It's been a tough 12 months for bank shareholders with the share price of each of the big four banks down between 4.8% and 12% since 14 August 2015.
The Commonwealth Bank of Australia (ASX: CBA) didn't help matters much when it reported last week and disclosed anaemic revenue and profit growth along with flat dividends on the prior year.
I also don't expect too much to be different from each of National Australia Bank Ltd. (ASX: NAB), Australia and New Zealand Banking Group (ASX: ANZ) and Westpac Banking Corp (ASX: WBC) when they report their respective full-year financial results later in 2016.
Given the banks' size and maturity, revenue growth is hard to find.

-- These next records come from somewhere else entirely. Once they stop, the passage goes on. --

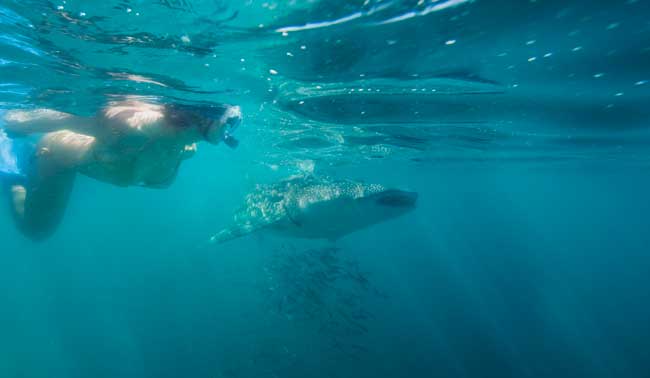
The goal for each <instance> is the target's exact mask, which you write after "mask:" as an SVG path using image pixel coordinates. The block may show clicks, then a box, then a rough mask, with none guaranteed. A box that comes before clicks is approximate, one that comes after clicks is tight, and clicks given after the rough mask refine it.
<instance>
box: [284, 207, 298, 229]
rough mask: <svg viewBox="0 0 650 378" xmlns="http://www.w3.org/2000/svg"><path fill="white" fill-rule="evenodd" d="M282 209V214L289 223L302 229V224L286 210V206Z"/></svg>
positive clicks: (297, 219)
mask: <svg viewBox="0 0 650 378" xmlns="http://www.w3.org/2000/svg"><path fill="white" fill-rule="evenodd" d="M283 208H284V214H285V215H286V216H287V219H288V220H289V222H291V223H292V224H293V225H294V226H296V227H302V223H301V222H300V221H298V219H297V218H296V217H295V216H293V215H292V214H291V211H289V208H287V206H283Z"/></svg>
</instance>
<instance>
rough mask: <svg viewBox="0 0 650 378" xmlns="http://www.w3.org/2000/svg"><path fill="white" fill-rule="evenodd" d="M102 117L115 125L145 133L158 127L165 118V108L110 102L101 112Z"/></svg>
mask: <svg viewBox="0 0 650 378" xmlns="http://www.w3.org/2000/svg"><path fill="white" fill-rule="evenodd" d="M101 113H102V116H103V117H104V118H105V119H106V120H107V121H109V122H111V123H113V124H123V125H125V126H128V127H129V128H132V129H135V130H140V131H144V130H145V129H150V128H152V127H156V126H158V125H159V124H160V123H161V121H162V120H163V119H164V117H165V107H164V106H163V105H160V104H155V103H149V102H143V101H135V100H130V101H115V102H110V103H108V104H107V105H106V107H104V108H103V109H102V111H101Z"/></svg>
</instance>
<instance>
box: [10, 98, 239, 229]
mask: <svg viewBox="0 0 650 378" xmlns="http://www.w3.org/2000/svg"><path fill="white" fill-rule="evenodd" d="M3 118H4V123H5V129H6V130H7V132H8V133H9V134H10V135H11V136H12V137H13V138H16V137H26V136H29V135H33V134H42V137H40V139H39V142H38V144H37V145H36V147H35V149H34V150H33V151H32V152H31V153H29V154H28V156H18V158H22V160H28V161H29V162H30V163H29V164H28V167H27V169H26V171H25V172H24V174H25V176H26V179H24V180H17V181H14V182H11V183H10V184H9V185H8V189H9V191H8V192H9V193H10V196H11V199H12V201H11V203H12V209H13V214H14V217H15V219H16V222H17V225H18V227H19V228H20V229H21V230H22V231H23V233H25V234H26V235H27V236H28V237H30V238H32V239H44V238H46V237H47V236H49V235H50V234H51V233H52V232H53V231H54V230H55V229H56V227H57V225H58V224H59V222H60V220H61V218H62V216H63V212H64V210H65V207H66V204H67V201H68V197H69V194H70V191H71V189H72V185H73V183H74V177H75V175H76V173H77V172H79V173H82V174H84V175H87V176H89V177H92V178H95V179H98V180H100V181H103V182H107V183H111V184H114V185H119V186H130V185H140V186H146V187H154V188H160V187H167V186H169V185H170V184H171V183H172V182H173V180H174V178H175V177H176V173H177V172H178V169H179V167H180V164H181V162H182V161H183V160H185V159H187V158H189V157H191V156H193V155H194V153H195V152H196V142H199V141H201V140H204V141H207V142H209V143H211V144H218V143H219V142H221V141H224V142H225V143H226V144H227V145H229V146H231V147H233V146H236V144H237V142H236V140H235V139H234V138H233V137H232V132H233V131H234V129H235V128H236V127H237V126H238V125H239V123H240V122H241V112H240V110H239V107H234V106H228V105H217V106H202V107H196V106H188V105H178V104H167V105H161V104H155V103H146V102H141V101H121V102H112V103H109V104H108V105H107V106H106V107H104V108H103V109H102V110H101V111H100V112H98V114H97V116H95V117H78V116H74V115H71V114H67V113H61V112H57V111H53V110H47V109H37V110H32V111H22V110H19V111H9V112H7V113H6V114H5V115H4V117H3Z"/></svg>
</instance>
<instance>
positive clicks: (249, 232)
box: [210, 224, 262, 244]
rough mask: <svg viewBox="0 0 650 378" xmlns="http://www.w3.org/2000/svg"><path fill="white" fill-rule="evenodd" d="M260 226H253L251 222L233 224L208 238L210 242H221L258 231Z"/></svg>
mask: <svg viewBox="0 0 650 378" xmlns="http://www.w3.org/2000/svg"><path fill="white" fill-rule="evenodd" d="M261 228H262V227H261V226H255V225H252V224H243V225H233V226H230V227H228V228H225V229H223V230H221V231H219V232H217V233H216V234H214V235H213V236H212V237H211V238H210V243H213V244H222V243H225V242H228V241H231V240H234V239H239V238H241V237H244V236H246V235H248V234H251V233H253V232H255V231H258V230H259V229H261Z"/></svg>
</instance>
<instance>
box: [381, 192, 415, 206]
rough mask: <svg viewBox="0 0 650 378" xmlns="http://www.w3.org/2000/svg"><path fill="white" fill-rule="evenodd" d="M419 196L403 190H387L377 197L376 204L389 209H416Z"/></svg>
mask: <svg viewBox="0 0 650 378" xmlns="http://www.w3.org/2000/svg"><path fill="white" fill-rule="evenodd" d="M417 199H418V194H417V193H415V192H406V191H403V190H387V191H385V192H381V193H378V194H376V195H375V202H376V203H377V204H378V205H381V206H389V207H405V208H411V207H415V203H416V202H417Z"/></svg>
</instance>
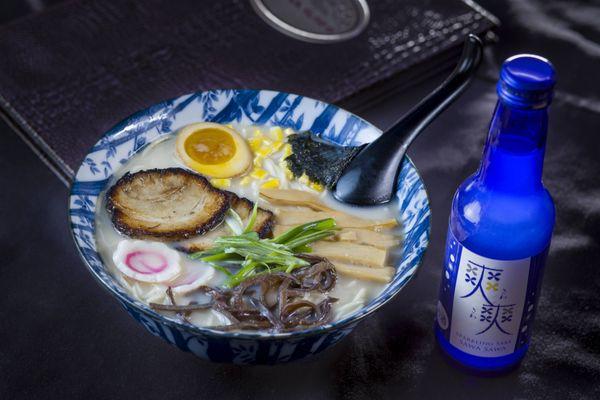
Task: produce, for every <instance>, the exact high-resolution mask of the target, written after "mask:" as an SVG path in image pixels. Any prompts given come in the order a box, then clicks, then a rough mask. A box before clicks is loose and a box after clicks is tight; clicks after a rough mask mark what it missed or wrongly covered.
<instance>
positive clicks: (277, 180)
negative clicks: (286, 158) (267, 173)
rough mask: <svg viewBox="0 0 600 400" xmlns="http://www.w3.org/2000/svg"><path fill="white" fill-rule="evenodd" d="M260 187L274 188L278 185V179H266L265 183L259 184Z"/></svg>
mask: <svg viewBox="0 0 600 400" xmlns="http://www.w3.org/2000/svg"><path fill="white" fill-rule="evenodd" d="M260 187H261V188H262V189H276V188H278V187H279V179H277V178H271V179H269V180H267V181H266V182H265V183H263V184H262V185H260Z"/></svg>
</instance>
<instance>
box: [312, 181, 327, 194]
mask: <svg viewBox="0 0 600 400" xmlns="http://www.w3.org/2000/svg"><path fill="white" fill-rule="evenodd" d="M308 186H309V187H310V188H312V189H314V190H316V191H317V192H322V191H323V189H325V188H324V187H323V185H321V184H320V183H317V182H311V183H309V184H308Z"/></svg>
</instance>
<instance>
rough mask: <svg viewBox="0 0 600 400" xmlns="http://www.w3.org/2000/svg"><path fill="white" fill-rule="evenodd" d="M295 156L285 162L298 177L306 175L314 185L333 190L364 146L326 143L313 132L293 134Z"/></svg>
mask: <svg viewBox="0 0 600 400" xmlns="http://www.w3.org/2000/svg"><path fill="white" fill-rule="evenodd" d="M288 143H290V145H291V146H292V153H293V154H292V155H290V156H288V157H287V158H286V159H285V161H286V162H287V165H288V168H289V169H290V171H292V174H294V176H295V177H297V178H299V177H301V176H302V174H306V175H307V176H308V177H309V179H310V180H311V181H313V182H317V183H320V184H321V185H324V186H326V187H327V188H329V189H332V188H333V186H334V185H335V183H336V182H337V180H338V178H339V177H340V176H341V175H342V172H344V169H345V168H346V166H347V165H348V163H349V162H350V160H352V158H354V156H356V155H357V154H358V153H359V152H360V150H361V149H362V148H363V147H364V146H357V147H344V146H339V145H336V144H332V143H329V142H325V141H323V140H322V139H319V138H318V137H315V136H314V135H313V134H311V133H310V132H301V133H297V134H293V135H290V136H289V137H288Z"/></svg>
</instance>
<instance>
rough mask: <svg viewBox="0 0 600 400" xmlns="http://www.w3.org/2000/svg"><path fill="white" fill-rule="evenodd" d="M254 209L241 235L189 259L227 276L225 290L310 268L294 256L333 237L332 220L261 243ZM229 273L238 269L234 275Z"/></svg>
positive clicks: (307, 263)
mask: <svg viewBox="0 0 600 400" xmlns="http://www.w3.org/2000/svg"><path fill="white" fill-rule="evenodd" d="M256 213H257V208H256V206H255V207H254V209H253V210H252V214H251V215H250V218H249V221H248V225H247V226H246V227H245V228H244V230H243V231H242V233H241V234H238V235H234V236H223V237H220V238H218V239H216V240H215V245H214V247H213V248H211V249H209V250H206V251H201V252H198V253H194V254H192V255H191V256H190V257H191V258H193V259H197V260H202V261H205V262H208V263H210V264H211V265H212V266H213V267H215V268H216V269H218V270H219V271H223V272H225V273H226V274H227V276H228V278H227V280H226V282H225V286H226V287H229V288H231V287H235V286H237V285H239V284H240V283H241V282H243V281H244V280H246V279H248V278H250V277H252V276H255V275H258V274H263V273H271V272H286V273H290V272H291V271H293V270H294V269H296V268H298V267H302V266H306V265H309V263H308V262H307V261H305V260H303V259H301V258H299V257H296V256H295V254H297V253H307V252H310V247H309V244H310V243H313V242H316V241H318V240H321V239H324V238H326V237H329V236H332V235H334V234H335V233H336V230H337V228H336V225H335V220H334V219H333V218H326V219H322V220H320V221H314V222H309V223H306V224H303V225H299V226H296V227H294V228H292V229H290V230H288V231H286V232H284V233H282V234H281V235H279V236H277V237H275V238H273V239H260V238H259V237H258V234H257V233H256V232H254V231H252V228H253V225H254V223H255V221H256ZM230 269H237V270H236V271H235V272H232V271H230Z"/></svg>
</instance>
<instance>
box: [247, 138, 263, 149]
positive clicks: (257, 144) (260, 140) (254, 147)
mask: <svg viewBox="0 0 600 400" xmlns="http://www.w3.org/2000/svg"><path fill="white" fill-rule="evenodd" d="M248 144H249V145H250V148H251V149H252V151H257V150H258V149H260V146H261V145H262V139H261V138H257V137H253V138H250V139H248Z"/></svg>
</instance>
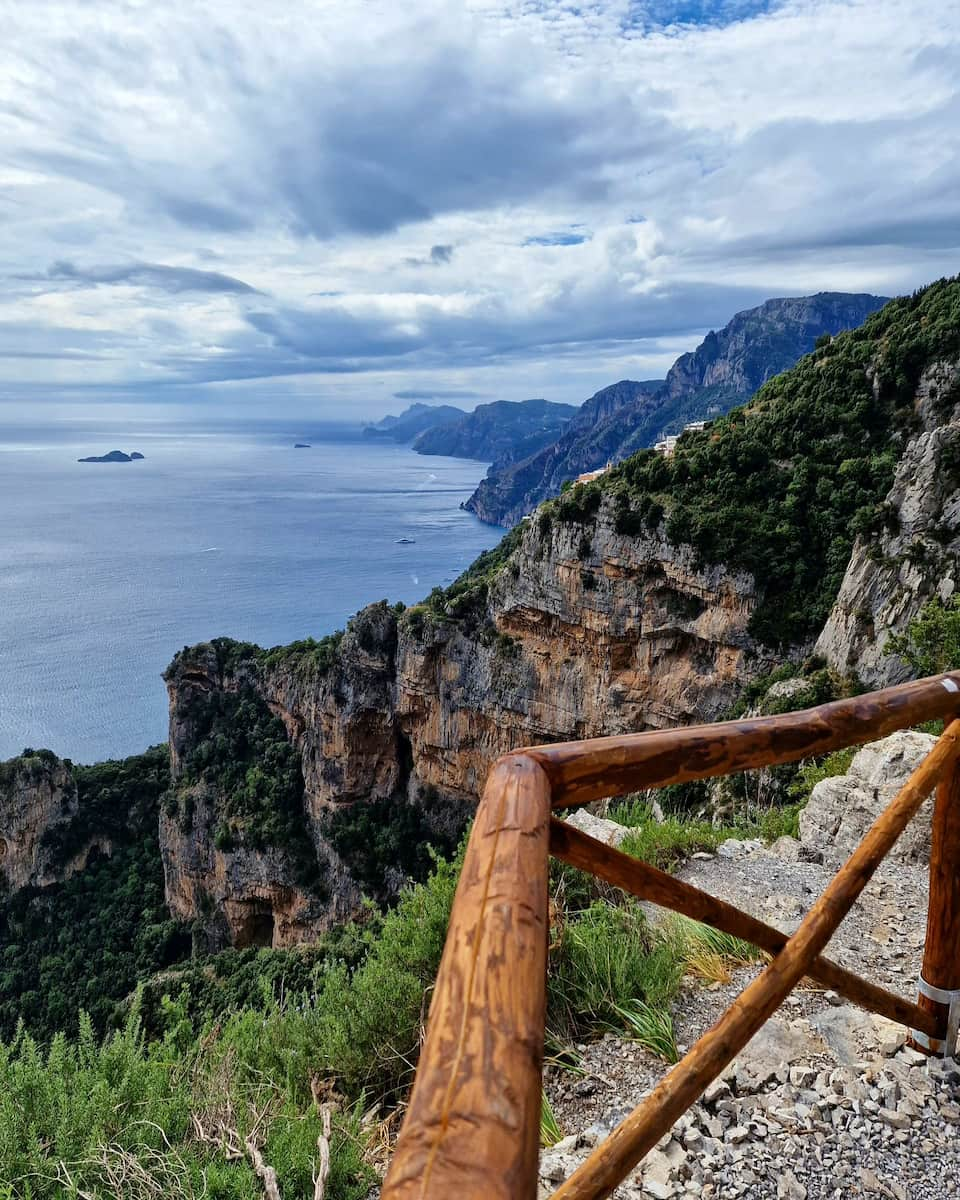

However, if you've got money to invest today, you should aim to grow your investment meaningfully over time, and to do this, you need to buy into companies that are both reasonably priced and have the potential to grow their revenue, operating cash flow and net profits.
Rather than focus on the big four banks, here are four stock ideas that you can follow up on and which I believe offer reasonable growth prospects in the next 3-5 years:
Sirtex Medical Limited (ASX: SRX)
This medical device company, which manufactures liver cancer treatments using small particle technology, is not without risk. However, shareholders have been amply rewarded over the longer-term due to incredible revenue and earnings growth over the last 10 years.
On 11 July 2016, the company announced that its dose sales of SIR-Spheres Y-90 resin microspheres for the end of the financial year was 16.4%, towards the upper-end of previously-provided guidance of 15-17%.
Here's hoping for a similar growth in net profit.
With a share price that is still 24% down from its previous high, holding shares in Sirtex would be a good option for those investors who wish to buy exposure to a fast-growing company as a part of a diversified portfolio.
Fantastic Holdings Limited (ASX: FAN)
Despite some restructuring affecting the Le Cornu brand in Adelaide, the company is still expected to report earnings before interest and tax (EBIT) approximately 30% above that of 2014-15 (after one-off non-recurring charges associated with the restructuring).
With profit growth above 30% expected, and with the provision of a fully-franked dividend yield of 4.6%, the company's shares still look like good value today for this Australian furniture manufacturer and retailer.
Event Hospitality and Entertainment Ltd (ASX: EVT)
The company's shares have risen 20% in the last 12 months, mainly because of good performances at an operational level for this diversified provider of entertainment, hospitality and tourism/leisure services.
For the first half of the 2015-16 financial year, revenue was up 15.9% with profit and diluted earnings-per-share up almost 50%.
Whilst there's been no guidance from the company before it reports its annual results later this month, earnings are forecast to be at least 20% higher than that of 2014-15.
With a fully-franked dividend yield of 3.3%, this would be a good stock to own over three to five years as a part of a diversified portfolio.
IPH Ltd (ASX: IPH)
This provider of intellectual property services has been marked down from a high of $9.43 to $6.23 more recently.
The only reason why I think the share price has fallen so far is that the share price had gotten ahead of itself in the first place, and its fall back to where it is today provides an opportunity.
The shares provide a 2.9% partially-franked dividend yield, but with earnings-per-share nevertheless forecast to be 30% higher by 2017-18, today's price looks enticing.
Foolish takeaway
It's easy to focus on the big four banks, or any of the other big names in the top 20, but being big or well known doesn't necessarily translate to good market-beating returns over the long term.
If you can extend your investment horizon beyond the big four banks, and then diligently read up and learn as much as you can about the smaller companies in the ASX universe, you may well find some very suitable portfolio candidates that will treat you very well over time.